Separation of protection and security

In Computer sciences the Separation of protection and security is a design choice. Wulf et al^[1] identified protection as a mechanism and security as a policy, therefore making the protection-security distinction as a particular case of the mechanism-policy distinction principle.

The adoption of this distinction in a computer architecture, usually means that protection is provided as a fault tolerance mechanism by hardware/firmware and kernel, supporting the operating system and applications running on top in implementing their security policies. In this design, security policies rely therefore on the protection mechanisms and on additional cryptography techniques.

The two major hardware approaches^[2] for security and/or protection are Hierarchical protection domains (ring architectures with "supervisor mode" and "user mode"),^[3] and capability-based addressing.^[4] The first approach adopts a policy already at the lower architecture levels (hw/firmware/kernel), restricting the rest of the system to rely on it; therefore, the choice to distinguish between protection and security in the overall architecture design leads to the rejection of the hierarchical approach in favour of capability-based addressing.^[1]

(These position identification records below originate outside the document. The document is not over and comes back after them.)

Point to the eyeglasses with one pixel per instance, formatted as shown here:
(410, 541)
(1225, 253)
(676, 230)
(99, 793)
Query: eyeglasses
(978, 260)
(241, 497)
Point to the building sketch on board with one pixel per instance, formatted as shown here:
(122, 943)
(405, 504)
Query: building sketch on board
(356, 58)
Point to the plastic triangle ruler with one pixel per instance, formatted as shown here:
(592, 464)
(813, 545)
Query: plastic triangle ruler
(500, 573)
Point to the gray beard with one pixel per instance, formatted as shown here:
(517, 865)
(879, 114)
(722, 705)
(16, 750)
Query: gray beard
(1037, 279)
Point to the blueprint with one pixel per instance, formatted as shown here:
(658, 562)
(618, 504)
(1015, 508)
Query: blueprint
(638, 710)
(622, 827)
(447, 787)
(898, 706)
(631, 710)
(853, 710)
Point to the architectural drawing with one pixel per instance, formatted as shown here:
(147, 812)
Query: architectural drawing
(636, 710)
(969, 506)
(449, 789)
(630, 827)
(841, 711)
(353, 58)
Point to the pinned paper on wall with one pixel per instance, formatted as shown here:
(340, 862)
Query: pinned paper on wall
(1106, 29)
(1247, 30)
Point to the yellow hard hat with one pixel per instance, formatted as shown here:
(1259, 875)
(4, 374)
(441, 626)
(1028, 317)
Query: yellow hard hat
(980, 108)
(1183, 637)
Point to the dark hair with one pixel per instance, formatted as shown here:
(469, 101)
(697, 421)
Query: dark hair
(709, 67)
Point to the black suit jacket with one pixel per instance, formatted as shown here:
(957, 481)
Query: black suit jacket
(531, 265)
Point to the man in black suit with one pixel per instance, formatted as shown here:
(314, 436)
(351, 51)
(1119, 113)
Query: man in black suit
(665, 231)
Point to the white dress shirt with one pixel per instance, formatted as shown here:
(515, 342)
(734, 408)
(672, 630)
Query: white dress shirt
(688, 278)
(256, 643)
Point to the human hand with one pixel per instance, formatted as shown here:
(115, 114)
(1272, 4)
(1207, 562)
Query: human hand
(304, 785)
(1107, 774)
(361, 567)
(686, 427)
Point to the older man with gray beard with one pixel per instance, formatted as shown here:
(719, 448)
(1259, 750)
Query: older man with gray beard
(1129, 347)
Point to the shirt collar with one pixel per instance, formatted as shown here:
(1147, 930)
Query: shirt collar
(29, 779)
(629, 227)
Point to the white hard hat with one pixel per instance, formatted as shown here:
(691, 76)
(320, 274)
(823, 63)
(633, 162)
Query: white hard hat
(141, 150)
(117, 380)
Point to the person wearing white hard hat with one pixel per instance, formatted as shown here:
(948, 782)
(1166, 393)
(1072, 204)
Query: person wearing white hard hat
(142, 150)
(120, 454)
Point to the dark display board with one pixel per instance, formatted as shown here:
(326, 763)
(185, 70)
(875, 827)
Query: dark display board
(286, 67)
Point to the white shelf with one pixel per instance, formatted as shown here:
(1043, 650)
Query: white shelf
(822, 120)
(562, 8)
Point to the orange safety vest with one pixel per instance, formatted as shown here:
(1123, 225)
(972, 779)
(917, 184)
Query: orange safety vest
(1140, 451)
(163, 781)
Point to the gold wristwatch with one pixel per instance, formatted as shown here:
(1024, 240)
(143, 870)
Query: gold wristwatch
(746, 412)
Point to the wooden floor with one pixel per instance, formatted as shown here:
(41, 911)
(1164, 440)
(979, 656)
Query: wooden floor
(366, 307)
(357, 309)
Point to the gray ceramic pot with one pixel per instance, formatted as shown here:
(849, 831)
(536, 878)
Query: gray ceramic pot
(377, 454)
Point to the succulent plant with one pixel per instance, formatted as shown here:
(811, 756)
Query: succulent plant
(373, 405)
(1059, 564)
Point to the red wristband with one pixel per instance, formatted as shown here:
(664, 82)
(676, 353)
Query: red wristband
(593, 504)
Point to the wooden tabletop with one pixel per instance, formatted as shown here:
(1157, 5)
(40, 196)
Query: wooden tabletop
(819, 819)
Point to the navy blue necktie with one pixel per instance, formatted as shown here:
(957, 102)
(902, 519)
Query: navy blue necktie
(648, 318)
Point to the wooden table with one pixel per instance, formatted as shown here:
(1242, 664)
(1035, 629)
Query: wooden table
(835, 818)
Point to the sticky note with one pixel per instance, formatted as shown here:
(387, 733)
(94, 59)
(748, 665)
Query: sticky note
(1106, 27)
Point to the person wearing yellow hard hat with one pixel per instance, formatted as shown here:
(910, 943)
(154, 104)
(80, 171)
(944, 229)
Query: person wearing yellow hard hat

The Bell-LaPadula model is an example of a model where protection and security are not separated.^[5] In Landwehr 1981 there's a table showing which models for computer security separates protection mechanism and security policy.^[6] Those with the separation are: access matrix, UCLA Data Secure Unix, take-grant and filter; those without are: high-water mark, Bell and LaPadula (original and revisited), information flow, strong dependency and constraints.